- Appointed: 8 September 2012
- Retired: 16 January 2016
- Predecessor: André Dupuy
- Successor: Luigi Pezzuto
- Other post: Titular Archbishop of Lettere
- Previous posts: Permanent Observer to the UN Food and Agriculture Organization (2011-2015); Apostolic Nuncio to Nicaragua (1995-2001); Apostolic Pro-Nuncio to Gambia, Guinea, and Liberia (1992-1995);

Orders
- Ordination: 15 August 1962
- Consecration: 26 April 1992 by Pope John Paul II, Franciszek Macharski, and Angelo Sodano

Personal details
- Born: September 6, 1939 (age 86) Brusciano, Naples, Italy

= Luigi Travaglino =

Italian prelate of the Catholic Church (born 1939)

Luigi Travaglino (born 6 September 1939) is an Italian prelate of the Catholic Church who has worked in the diplomatic service of the Holy See since 1970, as a nuncio and archbishop since 1992.

==Biography==
Luigi Travaglino was born on 6 September 1939 in Brusciano, Province of Naples, Italy.

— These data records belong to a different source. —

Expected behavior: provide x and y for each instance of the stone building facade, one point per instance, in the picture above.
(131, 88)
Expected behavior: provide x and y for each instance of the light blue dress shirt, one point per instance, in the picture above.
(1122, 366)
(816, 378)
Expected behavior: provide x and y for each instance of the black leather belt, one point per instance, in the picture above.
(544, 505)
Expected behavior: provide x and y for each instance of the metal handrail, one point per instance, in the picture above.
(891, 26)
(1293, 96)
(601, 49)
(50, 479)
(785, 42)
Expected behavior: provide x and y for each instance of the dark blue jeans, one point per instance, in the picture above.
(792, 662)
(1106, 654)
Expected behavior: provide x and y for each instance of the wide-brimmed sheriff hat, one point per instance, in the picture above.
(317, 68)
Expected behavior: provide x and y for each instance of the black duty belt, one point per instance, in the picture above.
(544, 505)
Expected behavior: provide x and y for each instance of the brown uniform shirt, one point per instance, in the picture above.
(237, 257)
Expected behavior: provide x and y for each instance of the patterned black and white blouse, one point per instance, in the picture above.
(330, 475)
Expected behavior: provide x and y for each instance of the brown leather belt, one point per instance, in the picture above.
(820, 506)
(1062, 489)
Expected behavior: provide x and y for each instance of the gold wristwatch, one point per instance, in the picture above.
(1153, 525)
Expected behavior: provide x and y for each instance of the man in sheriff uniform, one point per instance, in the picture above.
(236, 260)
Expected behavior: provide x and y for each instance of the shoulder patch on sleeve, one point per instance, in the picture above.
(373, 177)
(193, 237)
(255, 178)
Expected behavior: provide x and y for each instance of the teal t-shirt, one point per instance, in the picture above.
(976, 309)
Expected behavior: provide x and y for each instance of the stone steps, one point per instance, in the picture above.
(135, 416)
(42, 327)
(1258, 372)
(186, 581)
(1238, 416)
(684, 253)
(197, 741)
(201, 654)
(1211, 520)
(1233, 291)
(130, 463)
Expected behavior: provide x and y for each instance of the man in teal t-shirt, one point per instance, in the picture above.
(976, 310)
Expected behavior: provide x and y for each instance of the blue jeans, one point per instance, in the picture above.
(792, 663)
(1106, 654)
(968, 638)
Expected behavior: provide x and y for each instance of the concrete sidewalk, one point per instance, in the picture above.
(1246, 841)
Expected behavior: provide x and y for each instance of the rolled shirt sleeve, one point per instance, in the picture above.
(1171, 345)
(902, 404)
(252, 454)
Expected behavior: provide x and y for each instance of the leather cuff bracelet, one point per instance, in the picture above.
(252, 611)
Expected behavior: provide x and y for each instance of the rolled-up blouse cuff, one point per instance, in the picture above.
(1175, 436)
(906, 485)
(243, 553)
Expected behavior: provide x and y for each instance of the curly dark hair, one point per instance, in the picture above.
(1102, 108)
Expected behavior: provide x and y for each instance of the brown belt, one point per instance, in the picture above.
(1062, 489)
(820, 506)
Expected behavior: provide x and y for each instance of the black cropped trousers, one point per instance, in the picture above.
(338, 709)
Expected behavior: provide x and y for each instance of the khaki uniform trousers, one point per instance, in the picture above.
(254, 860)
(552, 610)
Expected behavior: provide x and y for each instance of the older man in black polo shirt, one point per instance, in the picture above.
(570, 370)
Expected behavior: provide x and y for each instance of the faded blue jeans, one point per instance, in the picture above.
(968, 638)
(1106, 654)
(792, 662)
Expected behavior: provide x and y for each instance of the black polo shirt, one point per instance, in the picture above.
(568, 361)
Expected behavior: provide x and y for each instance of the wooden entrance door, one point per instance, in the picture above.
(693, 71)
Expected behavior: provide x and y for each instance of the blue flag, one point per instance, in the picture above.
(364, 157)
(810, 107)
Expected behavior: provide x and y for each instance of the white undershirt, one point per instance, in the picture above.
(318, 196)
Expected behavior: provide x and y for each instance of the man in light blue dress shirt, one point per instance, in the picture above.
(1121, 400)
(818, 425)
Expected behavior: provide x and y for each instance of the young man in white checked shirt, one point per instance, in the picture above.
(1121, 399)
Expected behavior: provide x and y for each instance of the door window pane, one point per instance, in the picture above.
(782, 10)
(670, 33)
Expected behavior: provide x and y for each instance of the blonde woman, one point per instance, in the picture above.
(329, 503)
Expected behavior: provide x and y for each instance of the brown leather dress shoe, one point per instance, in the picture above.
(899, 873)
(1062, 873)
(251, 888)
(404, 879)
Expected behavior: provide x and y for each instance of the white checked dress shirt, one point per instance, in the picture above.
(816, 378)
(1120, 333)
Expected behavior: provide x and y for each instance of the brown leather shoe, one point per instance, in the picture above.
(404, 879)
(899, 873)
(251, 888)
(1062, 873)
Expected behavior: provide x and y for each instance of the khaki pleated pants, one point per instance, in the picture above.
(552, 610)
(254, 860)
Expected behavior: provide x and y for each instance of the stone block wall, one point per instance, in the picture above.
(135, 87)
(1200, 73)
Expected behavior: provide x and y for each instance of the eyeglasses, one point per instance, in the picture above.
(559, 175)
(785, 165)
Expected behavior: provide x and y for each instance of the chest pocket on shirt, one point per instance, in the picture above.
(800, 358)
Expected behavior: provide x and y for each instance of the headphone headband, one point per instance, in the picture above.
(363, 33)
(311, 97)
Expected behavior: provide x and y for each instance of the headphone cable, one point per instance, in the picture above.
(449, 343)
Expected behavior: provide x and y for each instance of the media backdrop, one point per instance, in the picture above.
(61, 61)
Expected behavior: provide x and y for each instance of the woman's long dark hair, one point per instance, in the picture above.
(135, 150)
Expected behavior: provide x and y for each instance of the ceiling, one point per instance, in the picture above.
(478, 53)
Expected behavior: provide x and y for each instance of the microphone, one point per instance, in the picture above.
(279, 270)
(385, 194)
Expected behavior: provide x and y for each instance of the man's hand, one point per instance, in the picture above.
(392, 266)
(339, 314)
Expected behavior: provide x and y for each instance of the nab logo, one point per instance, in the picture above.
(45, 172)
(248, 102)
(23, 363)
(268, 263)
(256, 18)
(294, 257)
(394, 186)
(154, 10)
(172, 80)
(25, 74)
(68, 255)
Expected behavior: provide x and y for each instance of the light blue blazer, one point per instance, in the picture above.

He was ordained a priest on 15 August 1962 for the Diocese of Nola. He then obtained a doctorate in canon law.

==Diplomatic career==
He continued his studies at the Pontifical Ecclesiastical Academy and entered the diplomatic service of the Holy See in 1970. His postings included Bolivia, Ethiopia, Portugal, Scandinavia and Iceland, Zaire, San Salvador, the Netherlands, and Greece. In 1989, he returned to Rome to work in the General Section of the Secretariat of State.

Pope John Paul II named him titular archbishop of Lettere and Apostolic Delegate to Sierra Leone on 4 April 1992, adding the title Apostolic Pro-Nuncio to Guinea on 23 April, and Apostolic Pro-Nuncio to the Gambia and Liberia on 7 November.

He was consecrated a bishop on 26 April 1992 in St. Peter's Basilica by John Paul.

On 2 May 1995, Travaglino was appointed Apostolic Nuncio to Nicaragua. On 30 October 2001, Pope John Paul II transferred him to the Secretariat in Rome once again.

Pope Benedict XVI appointed him on 5 January 2011 the permanent observer of the Holy See to the UN Food and Agriculture Organization and International Fund for Agricultural Development and the World Food Programme and on 8 September 2012 added the title of Apostolic Nuncio to Monaco.

On 13 September 2014, Pope Francis made him a member of the Congregation for the Evangelization of Peoples.

His term as nuncio in Monaco ended on 16 January 2016 with the appointment of his successor.